Shares of social network Twitter (NYSE: TWTR) took a hit on Thursday, falling as much as 19.9%. As of 11:00 a.m. EDT, the stock was down about 19%.
The stock’s slide follows the company’s worse-than-expected third-quarter results. Adding to the disappointment, Twitter’s fourth-quarter revenue outlook was weaker than analysts were anticipating.
Twitter reported revenue of $824 million, up 9% year over year. This was at the low end of management’s guidance range for revenue between $815 million and $875 million and below analysts’ average forecast for revenue of $874 million. This revenue underperformance weighed on profitability, with the growth stock‘s non-GAAP (generally accepted accounting principles) earnings per share coming in at $0.17, down from $0.21 in the year-ago quarter. Analysts, on average, were expecting $0.20.
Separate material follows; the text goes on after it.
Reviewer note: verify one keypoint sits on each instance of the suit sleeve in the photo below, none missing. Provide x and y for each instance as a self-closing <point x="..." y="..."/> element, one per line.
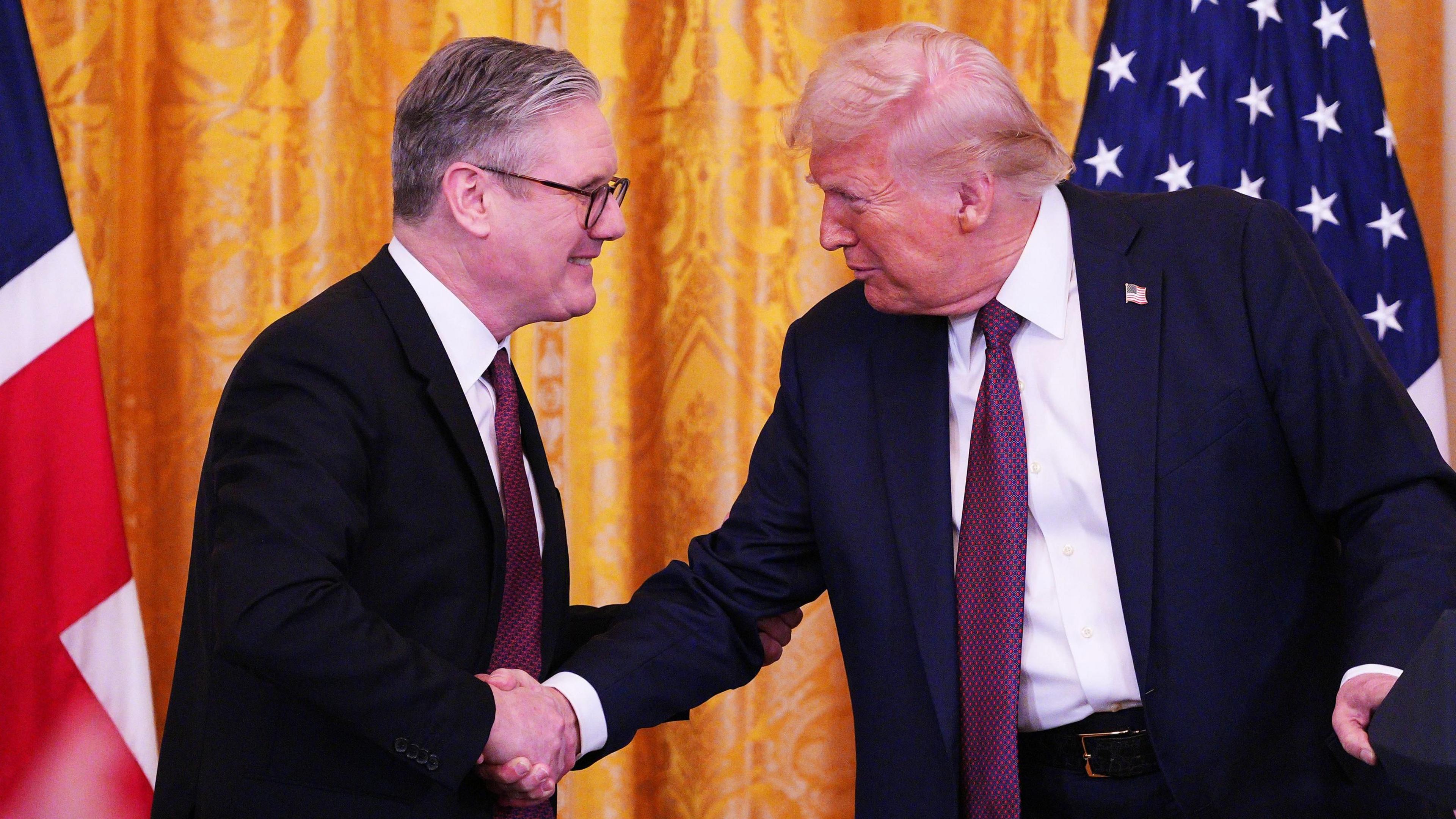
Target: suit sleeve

Twitter’s lower-than-expected revenue growth reflected “revenue product issues and greater-than-expected advertising seasonality in July and August,” management said in the company’s third-quarter shareholder letter. The company said some glitches it is dealing with in its revenue products reduced year-over-year revenue growth by 3 percentage points or more — and some of these issues are expected to impact Q4 as well.
Looking to Q4, Twitter guided for revenue to be between $940 million and $1.01 billion — below analysts’ average forecast for revenue of $1.06 billion.
“While we are taking steps to remediate these issues, we expect them to continue to weigh on the overall performance of our advertising business in the near term,” said management.